Blackford was taken aback. He said Boris’s answer proved that, ‘he hasn’t got a clue’. And he ended his speech by calling for a ‘full public inquiry’. That was that. A lame finish after the furious magnificence of his opening.
Esther McVey raised HS2 and reminded us that the super-duper train line was initially supposed to cost £35.5 billion. The latest costings — which rose by another million as she was speaking — stands at £150 billion. An American will have landed on Mars before the first Brummie reaches London on HS2. And the trip to Mars will have been cheaper. McVey begged Boris to ‘put it out of its misery.’
The PM adores daft transport projects. His idea of fun is to pore over blueprints drawn up by half-mad technocrats. Bridges made of flowers. Airports in river estuaries. Road-tunnels under ammunition dumps. His main concern about HS2 is that it’s not silly enough. If they added a loop-the-loop section near Coventry he might get interested
‘It has the potential to do a massive amount of good,’ he said feebly.
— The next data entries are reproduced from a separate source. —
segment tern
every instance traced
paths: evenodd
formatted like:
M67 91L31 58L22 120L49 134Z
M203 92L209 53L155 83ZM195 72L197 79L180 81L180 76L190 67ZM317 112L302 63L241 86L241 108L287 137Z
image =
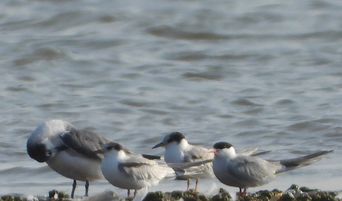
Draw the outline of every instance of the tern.
M177 175L176 179L187 180L187 190L189 189L190 179L196 179L195 190L197 191L199 179L214 176L212 163L209 162L211 162L214 158L213 153L208 152L209 149L208 149L189 144L182 133L173 132L166 135L162 142L153 147L152 149L160 147L165 147L164 160L173 168L177 166L177 164L189 163L200 161L208 162L203 162L191 167L174 168ZM251 148L239 154L250 155L255 151L258 148L255 147Z
M169 174L174 175L173 170L166 164L163 165L144 158L140 154L128 153L122 146L110 142L94 152L104 156L101 169L105 178L117 187L137 190L157 185ZM146 191L147 192L147 191Z
M238 187L239 195L244 197L247 188L265 184L274 179L276 174L308 165L320 160L320 156L332 151L322 151L290 159L267 161L237 155L231 144L220 142L209 152L214 153L213 169L216 177L226 185Z
M26 147L31 158L46 162L57 173L73 179L71 195L73 198L77 180L86 182L85 196L88 196L89 182L104 179L101 171L103 157L93 152L110 142L91 131L77 130L70 123L54 119L33 131Z

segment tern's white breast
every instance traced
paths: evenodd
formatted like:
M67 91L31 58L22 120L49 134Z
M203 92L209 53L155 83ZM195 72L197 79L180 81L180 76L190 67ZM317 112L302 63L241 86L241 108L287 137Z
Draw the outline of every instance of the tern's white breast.
M100 160L87 158L72 150L57 152L47 163L58 173L73 179L92 181L104 178Z
M184 162L184 151L179 144L172 143L165 147L164 157L167 163L183 163Z

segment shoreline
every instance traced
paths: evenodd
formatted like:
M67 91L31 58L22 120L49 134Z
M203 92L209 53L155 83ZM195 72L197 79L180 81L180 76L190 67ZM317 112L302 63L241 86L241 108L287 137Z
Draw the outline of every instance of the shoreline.
M68 194L54 189L49 191L49 197L44 196L29 196L22 198L11 195L0 197L0 201L132 201L133 198L120 198L112 191L91 196L88 197L71 199ZM283 192L277 189L271 191L260 190L248 193L245 197L231 195L223 188L220 188L217 194L208 196L190 189L187 191L174 191L163 192L160 191L149 192L142 201L342 201L337 198L338 193L333 191L323 191L306 187L300 187L292 185Z

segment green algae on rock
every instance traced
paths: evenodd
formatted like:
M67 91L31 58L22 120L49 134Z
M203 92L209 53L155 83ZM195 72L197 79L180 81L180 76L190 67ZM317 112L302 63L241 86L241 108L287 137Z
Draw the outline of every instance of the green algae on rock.
M39 201L70 201L69 196L65 193L54 189L49 192L49 198L35 198L34 200ZM283 192L275 189L272 191L261 190L250 196L241 197L237 196L238 201L342 201L336 198L336 193L333 192L323 191L317 189L311 189L306 187L300 187L292 185L290 188ZM114 197L113 197L113 198ZM116 197L117 198L117 197ZM124 200L125 198L122 198ZM130 201L133 198L126 198ZM175 190L163 193L161 191L150 192L143 201L232 201L233 198L229 193L221 188L218 194L211 197L201 194L193 190L182 191ZM83 199L82 199L83 200ZM114 200L109 199L108 200ZM0 198L0 201L27 201L26 198L18 196L6 195ZM32 200L30 199L29 200Z

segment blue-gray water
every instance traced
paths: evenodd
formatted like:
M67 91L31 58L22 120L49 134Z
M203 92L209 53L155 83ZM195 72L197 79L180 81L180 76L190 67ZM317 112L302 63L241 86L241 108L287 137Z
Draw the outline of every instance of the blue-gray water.
M173 131L208 148L260 146L272 151L266 159L333 149L249 190L342 189L342 2L5 0L0 8L0 195L70 193L71 179L26 153L30 132L55 118L137 152L162 154L151 148ZM215 178L199 184L207 193L238 190ZM169 180L150 190L186 187ZM126 193L106 180L90 189Z

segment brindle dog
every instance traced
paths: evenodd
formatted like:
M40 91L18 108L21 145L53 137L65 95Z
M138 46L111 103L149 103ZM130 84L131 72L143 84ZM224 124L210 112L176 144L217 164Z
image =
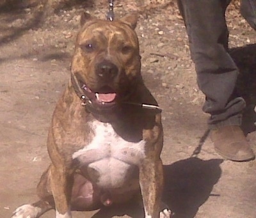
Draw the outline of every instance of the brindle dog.
M138 16L114 21L82 16L71 77L57 103L47 148L51 164L37 187L40 200L13 218L56 217L127 201L141 193L145 216L161 210L163 128L157 102L141 75Z

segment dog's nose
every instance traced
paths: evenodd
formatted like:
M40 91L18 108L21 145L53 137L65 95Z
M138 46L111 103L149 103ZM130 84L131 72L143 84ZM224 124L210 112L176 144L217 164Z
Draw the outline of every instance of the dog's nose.
M112 62L104 61L100 63L96 68L96 74L98 77L109 80L115 77L118 72L118 68Z

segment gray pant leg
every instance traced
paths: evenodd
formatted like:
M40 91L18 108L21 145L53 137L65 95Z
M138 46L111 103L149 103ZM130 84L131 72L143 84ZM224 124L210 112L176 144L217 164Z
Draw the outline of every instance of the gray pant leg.
M205 95L203 111L210 128L241 125L244 100L234 95L238 69L227 52L225 12L230 0L179 0L195 64L199 88Z

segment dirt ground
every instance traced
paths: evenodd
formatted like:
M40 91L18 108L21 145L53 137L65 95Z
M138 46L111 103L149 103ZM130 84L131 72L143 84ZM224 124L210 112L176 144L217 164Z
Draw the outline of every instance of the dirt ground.
M104 18L107 4L61 6L44 19L33 1L0 4L0 217L37 199L49 162L45 141L56 102L69 77L83 8ZM76 3L77 1L76 1ZM118 2L116 1L116 2ZM121 1L120 1L121 2ZM132 6L117 4L116 16ZM129 6L129 5L128 5ZM237 87L248 107L243 128L256 151L256 33L232 6L227 14L230 53L241 69ZM234 162L216 154L208 139L204 95L196 85L188 37L175 5L141 13L136 28L146 84L163 109L164 201L175 217L255 218L256 160ZM138 205L75 217L142 217ZM49 212L44 218L54 217Z

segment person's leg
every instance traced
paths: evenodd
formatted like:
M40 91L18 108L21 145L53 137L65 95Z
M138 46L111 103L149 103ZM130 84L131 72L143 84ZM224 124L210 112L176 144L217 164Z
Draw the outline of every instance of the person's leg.
M189 36L199 88L205 95L203 111L216 150L225 158L254 157L239 127L245 102L236 96L237 68L227 52L225 12L230 0L178 0Z

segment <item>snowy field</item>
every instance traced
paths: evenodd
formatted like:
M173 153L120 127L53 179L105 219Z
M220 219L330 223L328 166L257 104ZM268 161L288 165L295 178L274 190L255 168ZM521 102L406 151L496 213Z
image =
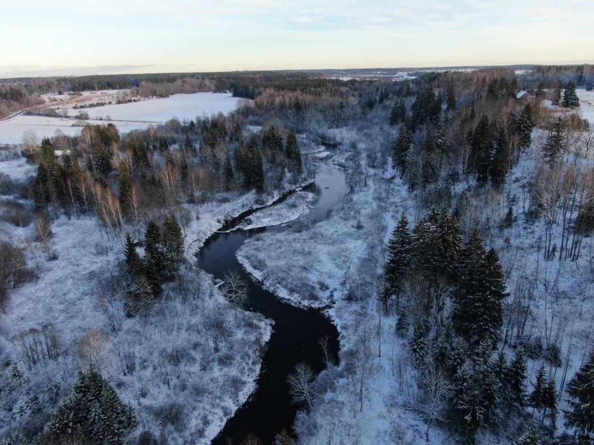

For him, HS2 is all about exposing Lib Dem flip-floppery.
Sir Ed Davey’s party supports HS2 nationally but fights against it locally. Which is like opposing capital punishment except for people on death row. Yet these posturings work at the ballot box and seem to have delivered the Lib Dems a thumping victory at last week’s Buckinghamshire by-election.
Lib Dem hypocrisy was the only thing that got Boris worked up today. ‘They vote for one thing,’ he yelled, his blood pressure rising visibly, ‘and they say another’.
This was interesting. Boris feels more threatened by Sir Ed than Sir Keir.